Crushed (Torn #7)(28)



“Of course I did. Come the f*uk on!” He rolled his eyes at me like I was boring him already and not worth his time.

Wow, this f*uker had changed his tune from last night’s high praises.

Taking a short breath, I decided to bite the bullet. “Rob, about last night…” I trailed off, trying to gather the courage to face the ugliness. “You … well … You had sex with me, and … I don’t know why you kept going when I wasn’t all the way with you.” I was carefully choosing my words so I didn’t come off accusing or ready to attack. I just wanted the truth and to understand his point of view. After all, the Rob I used to know wouldn’t be capable of doing such horrendous acts.

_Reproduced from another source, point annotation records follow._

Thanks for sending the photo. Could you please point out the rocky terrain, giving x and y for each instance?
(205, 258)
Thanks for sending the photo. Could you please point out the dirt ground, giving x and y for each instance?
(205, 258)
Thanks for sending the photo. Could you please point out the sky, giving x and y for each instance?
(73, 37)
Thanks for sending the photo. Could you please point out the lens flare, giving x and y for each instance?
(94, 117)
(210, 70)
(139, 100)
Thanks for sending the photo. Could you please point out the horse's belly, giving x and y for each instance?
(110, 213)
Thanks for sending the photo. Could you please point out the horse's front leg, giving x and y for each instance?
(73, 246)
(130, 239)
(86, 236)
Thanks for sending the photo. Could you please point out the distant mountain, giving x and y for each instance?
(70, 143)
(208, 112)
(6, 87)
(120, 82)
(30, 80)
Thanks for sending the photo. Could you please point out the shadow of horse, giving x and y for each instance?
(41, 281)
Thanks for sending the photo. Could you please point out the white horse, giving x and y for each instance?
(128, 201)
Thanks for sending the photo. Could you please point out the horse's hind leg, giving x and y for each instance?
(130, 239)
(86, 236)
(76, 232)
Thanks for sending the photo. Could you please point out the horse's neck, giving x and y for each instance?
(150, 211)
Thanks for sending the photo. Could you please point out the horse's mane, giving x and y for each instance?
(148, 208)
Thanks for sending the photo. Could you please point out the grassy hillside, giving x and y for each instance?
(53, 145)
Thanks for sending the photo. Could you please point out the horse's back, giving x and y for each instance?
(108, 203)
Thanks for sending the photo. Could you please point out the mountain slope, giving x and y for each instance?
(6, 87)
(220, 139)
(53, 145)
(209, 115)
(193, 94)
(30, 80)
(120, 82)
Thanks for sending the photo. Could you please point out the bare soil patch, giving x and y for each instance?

Opposite of what I was expecting, he immediate took offense as he jumped off the bed and put his jeans on, giving off the vibe that he was ready to face me head on.

“Oh, come the f*uk on, sweets. You were high and practically begging to be f*uked. Don’t be rude and try to ruin our friendship by accusing me of raping you!” He was almost laughing it off, but I could see he was far from being amused.

“But you did,” I shakily shot back, feeling a little crazy because he was twisting what had happened between us. Swallowing the bile that rose up my throat, I tensed as I threw him a cutting look. “That’s what you did. I don’t recall ever saying yes, Rob. I never said yes.”

He immediately turned red, ticked off. “But you don’t recall a lot of shit, do you? You were f*uking high off your ass, Amber!”

I had been … so f*uking high … and so f*uking horny at the same time that, even if I hadn’t really wanted to have sex, I seemed to have ended up having it. Consequently, who was to blame, really?

I was so confused. Coming here to confront him and even try to straighten the facts with Rob hadn’t done anything to help me at all.

“So that’s it, then? You’re just going to lay the blame on me?”

“Blame? You enjoyed it as much as I did, every damn second of it. You were wet as f*uk in case you don’t remember that, either.”

I wished I could yell back and tell him he was lying, but he wasn’t. Every word he uttered was f*uking right. After all the effort to come to this place again, to be slapped by something like this—the truth—left me speechless. I mean, my mind had been against it, but my body had been too wired to think for itself. As a result, where did that leave me?

“If word gets out about you accusing me of this shit, I have people to back me up. You were into it as much as I was,” Rob vehemently said, leaving me cold.

For a moment, I stared at him, wondering what the truth was. If it wasn’t rape, then what was it? I felt like he was manipulating me to believe his version of the truth, even if I wasn’t so easily convinced of the bullshit he was feeding me.

On the verge of tears and with my body about to violently shake from anger, I whispered a quick goodbye and took my exit. I just couldn’t—wouldn’t—stand there while Rob kept pointing fingers at me without even having remorse about the aftermath or any consideration about my feelings and what I was going through emotionally. He was basically brushing me off as though I was not important, as if for me to go through this was madness, that it was mad for me to even question any of it. After all, it wasn’t rape, even if I hadn’t given consent, not entirely.

It didn’t take long to get back to Carter’s house, and then it was frustrating that I had to park a block away because there were no available spots around due to another house party. Did these guys ever tire of boozing and whoring? I mean, I knew it was summer, but hell, that shit happened on a nightly basis.

Since I was parked a little farther, I dragged each step towards the house, taking my time to process everything while drying the moisture in my eyes. Clearly, I was upset, and as much as I wanted to channel all of it to Rob, I couldn’t. After the confrontation I had just had with him, it sounded like, if there was anyone to blame, it would be me. However, I didn’t want to go in there and be a complete mess. Cooper and Brody would be out for blood. And it would have been fine had I known what it truly was.

Emotionally and mentally, I was chaotic madness. My thoughts kept jumping to and fro, the endless self-loathing and name-calling driving me to a darker place, one far worse than what I was used to.

I felt so alone and didn’t have it in me to tell Trista, the person closest to me. I wasn’t sure why, but I didn’t feel comfortable sharing something so unbearable. The very idea of saying it out loud … I just couldn’t handle it.

Letting out a heavy sigh, I held my breath as I pushed the front door open, entering the foyer and anticipating the sickening sound of happy, partying people, a noise that brought me back to last night.

f*uk. f*uk. f*uk.

“Amber?” Cooper’s voice halted my deteriorating sanity as he closed in on me before I felt his arms envelop me in a warm hug.

My body immediately stiffened, dead as a log. I knew this was Cooper—I f*uking grew up with him—but being near a man … It was too soon for me. I just couldn’t help my instant reaction, and that was to shut up immediately.

Normally, I would be cheerful, joking about him or the party, but right now, my brain was blank. I couldn’t sum up a word to save my life.

Cooper’s frown was deepening by the second as he stared at my odd appearance and attitude.